Continuing the deepening of military exchanges is also high on the agenda. The last two years witnessed the broadest and deepest set of "mil-mil" exchanges in 25 years, and this new momentum needs to be built upon. This will require, on the US side, revision or retraction of the 2000 Defense Authorization Act - which places a range of restrictions on what the Pentagon can and cannot do in its exchanges with the People's Liberation Army. The US and Chinese militaries are at the heart of strategic interactions between the two nations, and all efforts must thus be made to deepen the interactions and communications between the two military establishments.

A third set of issues high on the agenda will be to forge practical cooperation on a number of so-called global governance issues - including counterterrorism, anti-piracy, climate change, maritime security, economic stability, energy security, food security, and setting global rules for cyberactivity.

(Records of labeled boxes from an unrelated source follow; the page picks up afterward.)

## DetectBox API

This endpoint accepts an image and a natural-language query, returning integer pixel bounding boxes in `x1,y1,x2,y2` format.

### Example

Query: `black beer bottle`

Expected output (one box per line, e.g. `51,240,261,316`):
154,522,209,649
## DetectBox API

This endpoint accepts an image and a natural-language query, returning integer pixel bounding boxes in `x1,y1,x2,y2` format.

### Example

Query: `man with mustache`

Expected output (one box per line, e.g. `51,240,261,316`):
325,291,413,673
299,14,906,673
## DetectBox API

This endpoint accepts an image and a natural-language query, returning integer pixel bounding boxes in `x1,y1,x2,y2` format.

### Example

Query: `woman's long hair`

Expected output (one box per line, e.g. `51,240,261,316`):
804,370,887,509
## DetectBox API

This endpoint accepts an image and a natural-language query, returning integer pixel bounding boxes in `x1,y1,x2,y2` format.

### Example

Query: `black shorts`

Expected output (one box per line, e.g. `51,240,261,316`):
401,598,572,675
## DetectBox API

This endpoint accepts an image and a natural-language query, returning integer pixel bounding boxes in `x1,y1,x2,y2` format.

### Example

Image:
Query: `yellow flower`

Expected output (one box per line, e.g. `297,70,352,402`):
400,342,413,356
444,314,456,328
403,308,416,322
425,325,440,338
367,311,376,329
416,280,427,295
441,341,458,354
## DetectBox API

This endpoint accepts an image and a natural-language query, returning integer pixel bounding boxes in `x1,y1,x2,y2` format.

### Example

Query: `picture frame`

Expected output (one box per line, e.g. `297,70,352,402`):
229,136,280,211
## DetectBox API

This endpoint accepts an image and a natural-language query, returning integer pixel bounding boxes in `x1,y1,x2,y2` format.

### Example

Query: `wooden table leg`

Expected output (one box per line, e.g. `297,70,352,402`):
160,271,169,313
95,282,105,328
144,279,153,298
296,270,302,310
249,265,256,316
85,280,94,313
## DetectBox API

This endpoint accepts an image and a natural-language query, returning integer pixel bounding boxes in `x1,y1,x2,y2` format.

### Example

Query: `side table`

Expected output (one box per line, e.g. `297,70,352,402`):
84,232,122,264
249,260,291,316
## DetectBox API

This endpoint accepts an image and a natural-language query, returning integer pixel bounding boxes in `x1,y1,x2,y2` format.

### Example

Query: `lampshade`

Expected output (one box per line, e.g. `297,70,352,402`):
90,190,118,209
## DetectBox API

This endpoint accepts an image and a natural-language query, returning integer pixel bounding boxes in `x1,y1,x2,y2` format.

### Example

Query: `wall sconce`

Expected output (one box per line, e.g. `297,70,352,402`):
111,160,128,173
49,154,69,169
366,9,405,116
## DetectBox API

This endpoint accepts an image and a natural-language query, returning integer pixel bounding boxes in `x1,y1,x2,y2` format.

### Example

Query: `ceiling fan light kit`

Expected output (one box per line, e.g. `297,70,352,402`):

Whether Washington and Beijing work in tandem to address these issues, or work on separate but parallel tracks, such cooperation is critical to addressing these international challenges.

As President Obama enters his last two years in office, facing a Republican majority in both houses of Congress, he will likely be perceived increasingly as a "lame duck". This may be a fact, but it would be a mistake to not work with his administration in building on the momentum established in Beijing in November 2014 and to expand the "zone of cooperation" in China-US relations (bilaterally, regionally and globally).

US President Obama's successor will be far better served inheriting a relationship that is stable and as cooperative as possible.

The author is professor of political science and international affairs and director of the China policy program at George Washington University.